In exchange the town could expect millions of pounds in Government funding for infrastructure improvements, including community buildings, sports facilities and a country park.

A submission was made to the Government last Friday.

But the bid, made by officers at South Oxfordshire District Council, has angered opposition councillors in Didcot and even ruling Tories are "highly sceptical" of the scheme.

The extra homes would take proposed new building in Didcot to 8,640 houses by 2026 doubling the existing population.

Senior managers at SODC made the surprise bid for Didcot to become a 'New Growth Point' last week after a secret Cabinet briefing.

But the council has put a high price on the additional 1,500 homes.

In its submission it has included a £160m shopping list of infrastructure improvements.

The wish list includes: £27m for recreational facilities such as community centres, sports facilities and play areas £35m for the town centre redevelopment, including a city garden, public art and cycle ways £23m for road improvements £13m for a Harwell bypass £20m for a new two-way Cow Lane underpass £7m for a county park.

Further planned improvements include a £16m healthy living centre, a new youth centre, extended CCTV and transport, health and education provision studies.

In the submission, SODC chief executive David Buckle told the Government the council had not formally agreed to seek growth point status and any decision on additional housing growth at Didcot would have to be made through SODC's planning process with full public consultation.

He added that the level of Government investment would have to address outstanding infrastructure deficits, not just meet the needs of the additional homes.

He added if those two conditions were not met the council would withdraw its interest.

Cabinet member for planning John Cotton said he was "highly sceptical" of the growth point scheme but added: "Officers have convinced me, just enough, that on balance we're probably better to be on board at this point than not on board."

He said: "We're saying 'yes, if there's money we would be interested', but you have to have enough of it."

"The Government do not say how much money is available.

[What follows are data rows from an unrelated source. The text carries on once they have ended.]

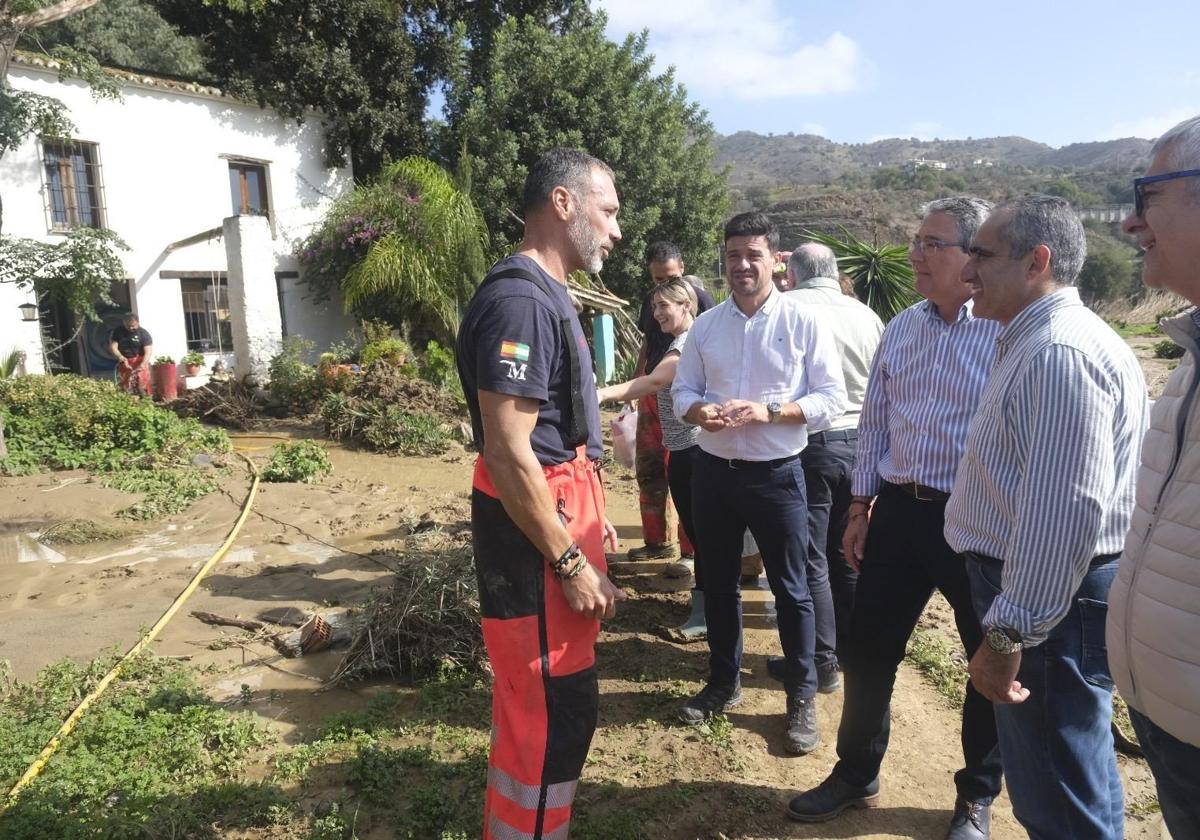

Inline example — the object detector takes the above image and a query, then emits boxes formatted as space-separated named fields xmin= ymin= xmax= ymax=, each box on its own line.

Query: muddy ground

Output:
xmin=0 ymin=415 xmax=1159 ymax=840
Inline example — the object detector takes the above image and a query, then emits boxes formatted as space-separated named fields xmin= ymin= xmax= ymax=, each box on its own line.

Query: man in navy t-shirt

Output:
xmin=457 ymin=149 xmax=625 ymax=840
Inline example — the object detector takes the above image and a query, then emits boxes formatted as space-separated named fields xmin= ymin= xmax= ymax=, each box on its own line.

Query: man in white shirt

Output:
xmin=671 ymin=214 xmax=846 ymax=755
xmin=772 ymin=242 xmax=883 ymax=694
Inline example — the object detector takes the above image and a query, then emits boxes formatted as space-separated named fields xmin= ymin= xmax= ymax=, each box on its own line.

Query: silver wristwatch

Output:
xmin=983 ymin=628 xmax=1021 ymax=655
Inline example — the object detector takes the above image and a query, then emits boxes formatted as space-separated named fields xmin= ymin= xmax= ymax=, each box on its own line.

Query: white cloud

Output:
xmin=596 ymin=0 xmax=869 ymax=101
xmin=1096 ymin=104 xmax=1200 ymax=140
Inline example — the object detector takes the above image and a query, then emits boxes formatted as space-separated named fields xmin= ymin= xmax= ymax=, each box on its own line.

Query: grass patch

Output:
xmin=37 ymin=520 xmax=132 ymax=546
xmin=0 ymin=655 xmax=276 ymax=840
xmin=905 ymin=626 xmax=967 ymax=708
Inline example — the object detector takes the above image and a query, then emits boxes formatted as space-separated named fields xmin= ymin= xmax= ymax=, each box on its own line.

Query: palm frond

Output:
xmin=802 ymin=226 xmax=920 ymax=323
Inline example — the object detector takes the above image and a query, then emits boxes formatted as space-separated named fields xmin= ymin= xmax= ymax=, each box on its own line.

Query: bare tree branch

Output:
xmin=12 ymin=0 xmax=100 ymax=30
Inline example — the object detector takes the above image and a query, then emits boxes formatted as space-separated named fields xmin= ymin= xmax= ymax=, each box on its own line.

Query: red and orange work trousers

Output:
xmin=472 ymin=449 xmax=607 ymax=840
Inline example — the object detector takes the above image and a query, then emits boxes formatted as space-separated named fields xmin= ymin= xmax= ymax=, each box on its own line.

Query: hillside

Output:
xmin=715 ymin=131 xmax=1151 ymax=187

Is it £100m or £1bn for the South East? We have no idea and they are not prepared to say. That's what makes me nervous. Once we get some information then a report will come to cabinet for us to make a policy decision."

He added: "I am concerned this is a way for Government to get around constraints in the South East Plan. We know they are disappointed about levels of housing growth."

Didcot Labour district councillor Margaret Davies branded the decision as reckless.

She added: "With a flick of the pen they have added a further 1,500 houses to the 3,000 threatened by Oxfordshire County Council. They are encouraging a sprawl that would eat up villages and damage Didcot's community."